Five, out of a total of ten, in the kitchen brigade have followed them, as have two in the restaurant, including a most assiduous sommelier. They chose Davies + Baron as their designers despite their having no previous restaurant experience because they were the only one of the design firms they approached who took the trouble to travel up to eat in their former restaurant. And once Claire had given her list of what was not to be in the design – no purple, chocolate, leather or anything that felt corporate – they began to embellish what is a very friendly dining room with layers of Shropshire. The tactile bill holders and wine list were made there as were the teapots and the woodwork within the restaurant. 
Shropshire also provides a great deal of their weekly purchases, most notably the venison, veal and suckling pig as well as their butter, which comes from a herd of 100 Jersey cattle tended by someone Claude refers to simply as ‘Morris the Butter Man.’

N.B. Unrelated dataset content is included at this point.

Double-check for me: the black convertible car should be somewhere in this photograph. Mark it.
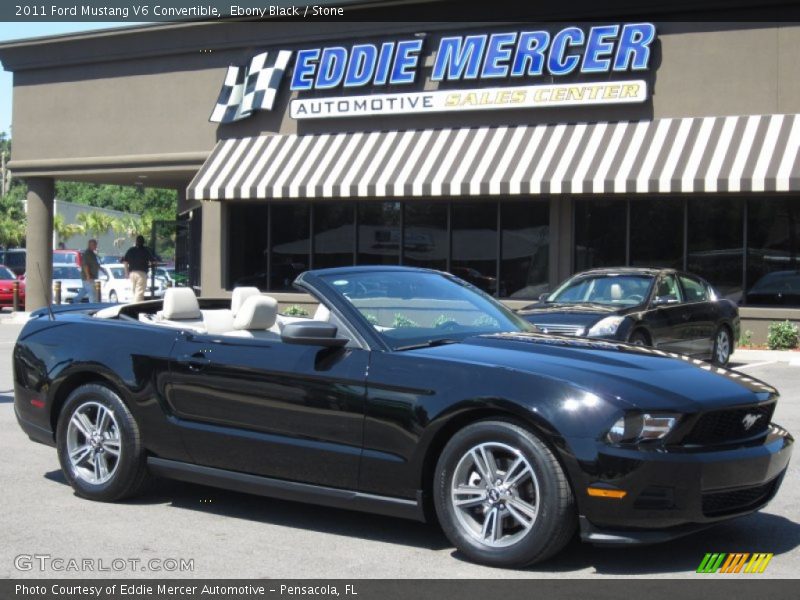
[518,267,739,366]
[13,267,793,566]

In trying to pit his culinary talents against the best in London, Claude starts with one great advantage, Claire. She is unquestionably a very fine restaurant manageress who manages to be unflappable and courteous simultaneously and equally capable of moving from dealing with an awkward table to chivvying up her staff without breaking her smile. She is such a strong presence that I noticed on a couple of occasions that the staff seem to lose their focus when she is not in the room.
The transition has been more difficult for Claude although his talent is obvious. I never ate at their original site and none of the four meals in London has disappointed but it is difficult to categorise his particular style of cooking.  One might say that it is first class ingredients embellished by high technique and a propensity to take risks that may not be to everyone’s taste.

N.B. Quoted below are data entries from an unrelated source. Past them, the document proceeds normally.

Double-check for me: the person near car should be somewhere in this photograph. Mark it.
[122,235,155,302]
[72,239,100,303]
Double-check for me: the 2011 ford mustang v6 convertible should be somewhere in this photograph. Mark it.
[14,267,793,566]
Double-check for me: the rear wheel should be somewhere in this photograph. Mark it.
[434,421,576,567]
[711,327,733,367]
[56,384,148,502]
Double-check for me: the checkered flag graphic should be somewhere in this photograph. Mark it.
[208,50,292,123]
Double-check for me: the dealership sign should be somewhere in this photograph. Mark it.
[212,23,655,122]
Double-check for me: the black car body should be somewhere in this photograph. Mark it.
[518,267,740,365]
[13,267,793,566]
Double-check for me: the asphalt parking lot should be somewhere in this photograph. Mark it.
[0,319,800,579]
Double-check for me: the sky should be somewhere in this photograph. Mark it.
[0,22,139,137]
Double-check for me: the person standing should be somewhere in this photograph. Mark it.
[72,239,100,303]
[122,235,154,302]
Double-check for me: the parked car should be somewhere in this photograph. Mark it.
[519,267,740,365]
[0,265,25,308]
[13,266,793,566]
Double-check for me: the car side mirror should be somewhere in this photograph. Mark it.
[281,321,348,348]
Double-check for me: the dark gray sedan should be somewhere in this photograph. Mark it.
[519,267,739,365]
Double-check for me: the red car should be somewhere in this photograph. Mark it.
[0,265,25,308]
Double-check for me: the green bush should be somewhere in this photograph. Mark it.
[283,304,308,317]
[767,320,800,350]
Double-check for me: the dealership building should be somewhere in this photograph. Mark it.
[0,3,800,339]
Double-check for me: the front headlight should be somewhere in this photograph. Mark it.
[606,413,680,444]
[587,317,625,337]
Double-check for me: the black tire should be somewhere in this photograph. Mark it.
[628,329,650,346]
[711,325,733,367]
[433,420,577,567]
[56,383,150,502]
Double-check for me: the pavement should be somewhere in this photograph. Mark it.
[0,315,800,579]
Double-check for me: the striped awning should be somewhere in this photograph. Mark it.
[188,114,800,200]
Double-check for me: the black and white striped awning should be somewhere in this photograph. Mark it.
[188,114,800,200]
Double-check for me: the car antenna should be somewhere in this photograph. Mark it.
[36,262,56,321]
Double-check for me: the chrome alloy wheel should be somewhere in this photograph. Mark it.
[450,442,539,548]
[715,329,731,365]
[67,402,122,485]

Several dishes have really impressed. A terrine of chicken and eel was a stunning combination as was the even more surprising juxtaposition of croquettes of lambs’ sweetbreads with a tartare of oysters. Bosi makes vension, pear and smoked chocolate sauce and a rack of veal with a parsley root and cumin puree work equally well, particularly with a creamy potato and chestnut gratin that I am sure his parents would approve of, although the combinations he chooses for his fish dishes don’t seem to be as exciting. There is a deft touch in the pastry section, particularly over the warm hazelnut mille feuilles and the chocolate tart with Indonesian basil ice cream.
For the moment I think Claude is trying too hard. There seems to be one ingredient too many on each dish which tends to mask the overall freshness of all that he is trying to achieve. They quite openly admit that the move to London has been more difficult than they had anticipated and that they were totally unprepared for one unforgivable aspect of London restaurant life, the number of cancellations they have received because customers have booked two or three different restaurants on the same night and will only cancel the ones they don’t want to eat in at the very last moment.

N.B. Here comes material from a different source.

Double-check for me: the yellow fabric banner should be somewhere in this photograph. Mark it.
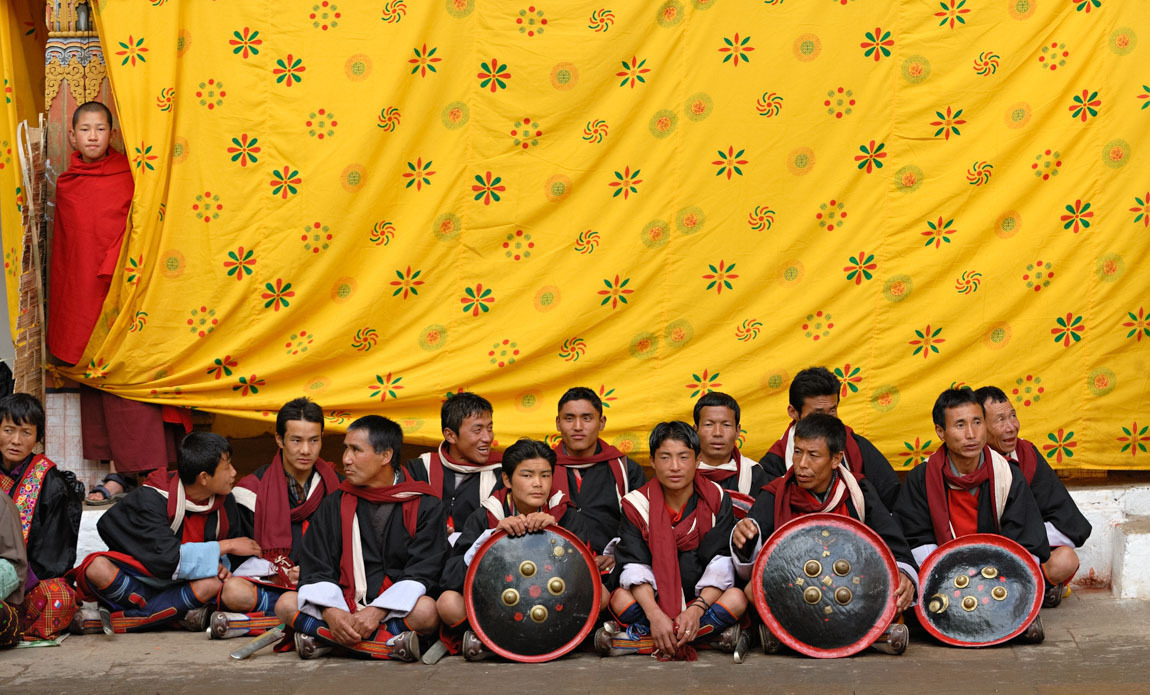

“Last week we had 134 cancellations and we served 450 customers in total,” Claude explained. “Fortunately, in this pre-Christmas period we managed to fill them all but this has meant that we have had to start taking credit card numbers for dinner reservations. It has very effectively put an end to this practice of cancelling at short notice but I am not happy with the course of action we have had to take to combat something we have never encountered before.”
Such, sadly, are the facts of life of restaurant life in the capital. Once Bosi tones his menu down somewhat and realises he can hold his own with the best, then Ludlow’s loss will definitely be London’s gain.